É por isso que a plataformização combina tão bem com o neoliberalismo. Ela promete resolver por gerenciamento aquilo que exigiria investimento público e deliberação democrática. Em vez de reduzir o número de alunos por sala, ampliar equipes de apoio e assegurar condições dignas de trabalho, oferece painéis. Em vez de confiar no conhecimento construído por educadores e comunidades, oferece metas. A precariedade é mantida, mas se torna administrável à distância. A máquina não supera a falta de política: ela converte a falta de política em rotina técnica.
Debord ajuda a nomear outra camada desse processo. A plataforma não administra somente tarefas; ela fabrica uma aparência de atividade transparente. Telas com gráficos, sequências concluídas e relatórios dão a impressão de que a educação está sob controle porque está visível. Mas visibilidade não é conhecimento. Uma escola pode exibir inúmeros registros e, ainda assim, abandonar estudantes; pode acumular indicadores e destruir o tempo necessário à conversa, à leitura e ao pensamento crítico. O espetáculo gerencial faz a representação da aprendizagem parecer mais governável que a aprendizagem viva.
A tela não elimina o trabalho humano: ela pode transformar esse trabalho em um conjunto de comandos que escondem quem decide, quem lucra e quem arca com o desgaste.
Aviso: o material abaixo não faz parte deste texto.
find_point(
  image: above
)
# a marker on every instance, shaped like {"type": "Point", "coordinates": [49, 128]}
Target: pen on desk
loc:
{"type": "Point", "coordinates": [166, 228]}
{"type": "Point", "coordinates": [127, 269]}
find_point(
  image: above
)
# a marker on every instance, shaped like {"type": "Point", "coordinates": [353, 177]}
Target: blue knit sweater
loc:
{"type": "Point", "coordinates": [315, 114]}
Enxergar a captura é recusar a culpa individual
Para quem trabalha, perceber esse mecanismo muda antes de tudo o lugar da culpa. Se a professora termina o dia sem conseguir cumprir todas as exigências digitais, o problema não é sua suposta resistência à inovação ou sua insuficiência individual. É a contradição de uma organização que exige presença humana integral e, simultaneamente, impõe que essa presença seja convertida em preenchimento, prova e desempenho mensurável. A mesma lógica reaparece no entregador avaliado por um algoritmo, no jovem pressionado por metas de atendimento e no trabalhador de escritório que precisa estar permanentemente disponível em múltiplos canais.
Reconhecer o trabalho imaterial como terreno de exploração também impede uma nostalgia estéril de um mundo sem técnica. A questão não é destruir plataformas, nem defender que a escola volte a uma fantasia de passado. A questão é disputar quem define a técnica, quais finalidades ela serve e sob que controle coletivo ela opera. Sistemas digitais poderiam reduzir burocracias, compartilhar materiais e ampliar acesso, desde que não fossem instrumentos de vigilância, padronização e corte de custos. Isso requer autonomia profissional, transparência dos sistemas, direito à desconexão, infraestrutura pública e organização coletiva dos trabalhadores.
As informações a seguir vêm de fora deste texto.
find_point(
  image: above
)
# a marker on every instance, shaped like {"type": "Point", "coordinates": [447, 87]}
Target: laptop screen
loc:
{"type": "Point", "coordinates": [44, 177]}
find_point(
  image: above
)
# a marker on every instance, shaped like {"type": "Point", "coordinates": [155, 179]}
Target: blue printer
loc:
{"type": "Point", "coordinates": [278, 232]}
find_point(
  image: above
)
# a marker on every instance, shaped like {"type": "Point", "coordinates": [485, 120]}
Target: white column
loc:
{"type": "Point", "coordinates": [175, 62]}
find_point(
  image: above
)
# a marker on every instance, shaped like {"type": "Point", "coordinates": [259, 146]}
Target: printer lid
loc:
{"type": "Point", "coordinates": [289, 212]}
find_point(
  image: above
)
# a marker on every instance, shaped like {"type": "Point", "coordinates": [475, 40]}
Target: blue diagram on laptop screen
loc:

A aula registrada na plataforma, então, deixa de parecer um detalhe administrativo. Ela revela uma disputa maior: se o conhecimento social produzido por muitos será usado para ampliar a vida comum ou para apertar ainda mais o controle sobre quem trabalha. O leitor que enxerga essa disputa já não confunde eficiência com emancipação nem inovação com progresso. Passa a perguntar o que todo aplicativo cuidadosamente evita responder: quem programou a regra, quem se apropria do resultado e por que a inteligência de quem trabalha continua sendo tratada como recurso a ser extraído.